生成AIスタートアップのAlgomaticで、シゴラクAIという法人向けLLM活用支援事業の代表をしている池田です。

この事業ドメインは、Microsoftやソフトバンク、Y Combinatorが出資するスタートアップなどが参入し始めており、競争環境が激しいです。

その事業ドメインで事業開発を続けて5か月、この質問を毎日といってもいいくらい聞いています。


「マイクロソフトが同じ事業やってきたら、どうするの???」


多いときですと一日3回くらい聞かれてますね。笑


この質問について、競争優位性とかMoat(堀)の観点から考えていることを書いてみます。


1. このnote記事のテーマは何?


■想定している読者
・生成AIドメインやスタートアップの事業立ち上げに興味ある人向け
・事業立ち上げ中の方にも、事業立ち上げにこれから関わる方にも向けて。

■note記事のテーマ
・競争優位性やMoatといった競合に「どう勝つの?」というテーマ
・結論として、大手が採用できない「カウンター・ポジショニング」が一番大事。カウンター・ポジショニングは記事中で解説します。

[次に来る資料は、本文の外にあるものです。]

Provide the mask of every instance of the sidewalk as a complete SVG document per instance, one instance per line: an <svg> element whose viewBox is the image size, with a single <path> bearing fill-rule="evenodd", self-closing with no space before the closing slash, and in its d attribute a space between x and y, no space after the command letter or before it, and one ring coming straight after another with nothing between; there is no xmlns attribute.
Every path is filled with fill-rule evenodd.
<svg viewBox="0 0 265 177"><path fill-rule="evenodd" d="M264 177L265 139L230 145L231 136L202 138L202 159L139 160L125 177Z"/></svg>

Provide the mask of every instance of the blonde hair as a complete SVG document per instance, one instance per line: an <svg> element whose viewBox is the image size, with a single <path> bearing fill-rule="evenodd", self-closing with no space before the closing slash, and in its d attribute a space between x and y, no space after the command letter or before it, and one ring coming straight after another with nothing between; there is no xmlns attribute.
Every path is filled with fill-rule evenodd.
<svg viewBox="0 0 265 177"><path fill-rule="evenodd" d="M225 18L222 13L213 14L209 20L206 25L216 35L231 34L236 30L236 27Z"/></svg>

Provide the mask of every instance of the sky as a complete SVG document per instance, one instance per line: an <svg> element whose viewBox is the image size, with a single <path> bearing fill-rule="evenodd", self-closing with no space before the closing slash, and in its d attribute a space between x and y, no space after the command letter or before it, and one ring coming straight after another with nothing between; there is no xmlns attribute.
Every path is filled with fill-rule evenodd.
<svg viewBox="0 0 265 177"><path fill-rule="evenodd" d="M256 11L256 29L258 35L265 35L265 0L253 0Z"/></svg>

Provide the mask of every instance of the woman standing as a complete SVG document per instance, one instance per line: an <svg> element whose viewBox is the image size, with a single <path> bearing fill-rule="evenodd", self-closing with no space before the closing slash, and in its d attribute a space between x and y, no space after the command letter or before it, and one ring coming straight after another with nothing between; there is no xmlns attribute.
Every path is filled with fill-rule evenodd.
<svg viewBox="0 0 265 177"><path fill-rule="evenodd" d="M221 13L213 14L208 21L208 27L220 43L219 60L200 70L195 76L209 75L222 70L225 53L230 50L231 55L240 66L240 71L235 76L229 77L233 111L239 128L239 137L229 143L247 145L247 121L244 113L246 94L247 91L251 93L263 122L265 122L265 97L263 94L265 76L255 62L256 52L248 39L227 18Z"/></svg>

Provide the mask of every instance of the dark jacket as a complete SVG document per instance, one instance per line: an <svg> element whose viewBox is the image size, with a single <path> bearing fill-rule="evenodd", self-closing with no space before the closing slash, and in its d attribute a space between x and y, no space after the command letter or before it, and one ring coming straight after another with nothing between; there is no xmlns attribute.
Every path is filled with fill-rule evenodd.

2. 「マイクロソフトが同じ事業やってきたら、どうするの」という問いを考える


うーん、正直、悩ましい質問なんですよねこれ。笑

あまりにも日々聞かれすぎて、生成AI領域で事業作っている人なら、「あ~またか~。はいはい。」となっている人も多そう。

例えば、1年の間ずっとマーケットのペインやソリューションを支えるコア技術が変わらないような比較的静的なドメインなら、成功パターンの踏襲タイムマシン経営をするなど、勝てる仮説を持ちやすいかもしれません。


しかし、生成AIドメインは、「新しいドメインすぎて勝てる仮説を持つことが難しい」という前提があります。


どうなるか見通せないことばかりです。半年前にGPTがどう進化していくか見通せている人はほとんどいなかったし、向こう半年も予測できている人は少ないでしょう。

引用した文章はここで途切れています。